Lust and Infatuation due the same thing but from two different angles. They each commit the grave sin of reduction. Lust reduces the beloved to their sexual value. Infatuation reduces the person to their sentimental/emotional value. To reduce someone from their intrinsic value and high dignity (dare we say "sanctity") of being a person to just this or that specific characteristic is to loose sight of loves wholeness. In a sense, love is wholeness. As the good Pope John Paul II once quipped, "Pornography is wrong not because it shows too much, but because it shows too little. It reduces the person to just his/her sexual value."

Archbishop Fulton Sheen once said that there are three sins that humanity struggles with in three different phases of life. The young (teens and adults) struggle with lust. The middle-aged struggle with greed. And it is the old who struggle with the desire for power. The more ministry I do with parents, young adults, and teens, the more I realize this to be true.

Lust is so easy to fall into for young adults and teens because it taps into their energy, their zeal, their refusal to compromise or to water down life. But it also taps into the fact that, when it comes to life, love and relationships, the young are still just rookies. The lack of moral experiences, of years of developing endurance, long suffering, and dedication to principles just is not there and cannot be there due to a lack of the quantity of years. So this is where moral training needs to take place, especially in the areas of discipline, commitment, and abstinence.

But for teens in a unique way that I don't think the young adults deal with as much is the tendency to reduce love to its sentimental or emotional value.

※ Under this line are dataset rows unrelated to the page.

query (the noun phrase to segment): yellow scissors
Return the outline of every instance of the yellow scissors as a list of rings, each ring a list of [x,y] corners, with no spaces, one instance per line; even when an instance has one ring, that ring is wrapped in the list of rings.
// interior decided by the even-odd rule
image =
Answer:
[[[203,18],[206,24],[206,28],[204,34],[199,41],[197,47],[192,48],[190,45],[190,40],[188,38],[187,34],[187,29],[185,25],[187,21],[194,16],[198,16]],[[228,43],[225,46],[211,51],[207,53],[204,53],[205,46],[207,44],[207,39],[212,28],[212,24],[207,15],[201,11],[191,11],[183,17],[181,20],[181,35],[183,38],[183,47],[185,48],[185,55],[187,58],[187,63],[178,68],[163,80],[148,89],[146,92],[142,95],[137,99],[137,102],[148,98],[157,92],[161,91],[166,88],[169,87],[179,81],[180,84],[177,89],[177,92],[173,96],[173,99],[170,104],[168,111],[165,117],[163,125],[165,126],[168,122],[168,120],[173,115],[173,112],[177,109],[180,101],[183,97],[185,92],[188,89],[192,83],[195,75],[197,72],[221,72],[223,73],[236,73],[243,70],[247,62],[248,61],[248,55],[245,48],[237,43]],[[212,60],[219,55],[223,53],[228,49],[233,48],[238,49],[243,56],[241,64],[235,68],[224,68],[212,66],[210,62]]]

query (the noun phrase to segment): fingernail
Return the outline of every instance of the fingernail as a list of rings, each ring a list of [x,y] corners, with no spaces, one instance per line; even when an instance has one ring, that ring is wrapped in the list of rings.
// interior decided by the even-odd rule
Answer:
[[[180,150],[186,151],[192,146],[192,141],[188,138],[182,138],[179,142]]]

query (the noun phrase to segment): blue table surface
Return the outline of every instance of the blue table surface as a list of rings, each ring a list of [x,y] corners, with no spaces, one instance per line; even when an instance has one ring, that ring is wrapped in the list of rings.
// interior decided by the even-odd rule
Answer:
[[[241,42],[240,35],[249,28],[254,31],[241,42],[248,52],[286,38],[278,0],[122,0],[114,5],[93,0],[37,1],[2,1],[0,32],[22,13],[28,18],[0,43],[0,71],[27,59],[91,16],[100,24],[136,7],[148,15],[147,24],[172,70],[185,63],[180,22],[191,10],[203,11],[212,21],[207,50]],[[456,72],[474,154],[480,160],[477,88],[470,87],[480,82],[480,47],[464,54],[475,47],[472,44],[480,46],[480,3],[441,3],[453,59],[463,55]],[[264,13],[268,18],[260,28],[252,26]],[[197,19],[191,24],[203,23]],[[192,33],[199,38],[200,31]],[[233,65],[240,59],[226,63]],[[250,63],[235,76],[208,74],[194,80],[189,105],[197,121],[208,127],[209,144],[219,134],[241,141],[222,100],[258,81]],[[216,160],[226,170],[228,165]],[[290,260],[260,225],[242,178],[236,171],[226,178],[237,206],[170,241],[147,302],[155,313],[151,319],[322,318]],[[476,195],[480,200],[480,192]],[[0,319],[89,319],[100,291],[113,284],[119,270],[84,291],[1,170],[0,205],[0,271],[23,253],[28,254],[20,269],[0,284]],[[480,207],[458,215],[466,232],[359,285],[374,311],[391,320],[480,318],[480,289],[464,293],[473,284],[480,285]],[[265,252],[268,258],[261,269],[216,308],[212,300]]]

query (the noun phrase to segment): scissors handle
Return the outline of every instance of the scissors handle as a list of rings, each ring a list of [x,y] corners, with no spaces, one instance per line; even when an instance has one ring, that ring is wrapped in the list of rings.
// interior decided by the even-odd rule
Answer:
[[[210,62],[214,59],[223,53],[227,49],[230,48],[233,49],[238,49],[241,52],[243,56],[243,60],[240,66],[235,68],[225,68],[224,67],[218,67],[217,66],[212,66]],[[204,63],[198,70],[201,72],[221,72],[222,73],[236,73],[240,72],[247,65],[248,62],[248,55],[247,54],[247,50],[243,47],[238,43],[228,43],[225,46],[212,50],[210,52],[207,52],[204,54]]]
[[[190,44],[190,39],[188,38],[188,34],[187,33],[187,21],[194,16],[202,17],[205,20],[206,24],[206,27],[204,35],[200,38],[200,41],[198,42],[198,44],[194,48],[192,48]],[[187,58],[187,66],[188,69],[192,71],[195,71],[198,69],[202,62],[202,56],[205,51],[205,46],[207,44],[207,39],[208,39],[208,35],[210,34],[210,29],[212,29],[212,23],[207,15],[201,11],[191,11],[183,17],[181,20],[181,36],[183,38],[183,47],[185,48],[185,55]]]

I cannot begin to list the tales of high school and junior high girls that have come up to me extolling the virtues of their "true love" and their "fairly tale" romance, only to have it end a week or two later. Many teens cycle quickly through boyfriends and girlfriends because they are hungering for emotional attachments and satisfaction. Their relationships are like the grain of seed that falls upon the shallow soil. It sprouts quickly, but fails dramatically, because its roots are not deep enough to sustain growth and weather bad times. It is the emotional high of being in love that keeps them coming back for more.

I once knew a girl whose boyfriend committed suicide after she broke up with him. She mourned, as did we all, for this horrific loss. After two or so weeks go by, she had another boyfriend! While this relationships was a massive attempt to rebound and to heal, this was her typical behavior. At the conclusion of each relationship, a new one was started two weeks later.

I described infatuation as "a halfway house" to love because true love can start there. Love most certainly involves the emotions! Love is not a rational head game between two persons who reasoned their lives into one synthesis, but is a total giving and receiving. As long as these young lovers persist in loving through the emotional onto the higher planes, then infatuation is just fine. But if it stops there, if it remains this weak, sentimental thing, then it is ultimately destructive, fading away like plants with shallow roots. Emotions are too fickle to be the basis of the bond between two persons.

So in conclusion, for love to be true it must be both free and total. Love cannot settle for a halfway house to compromise with counterfeits. It cannot be taken, but freely given by persons truly at liberty with themselves. "For freedom Christ set you free!"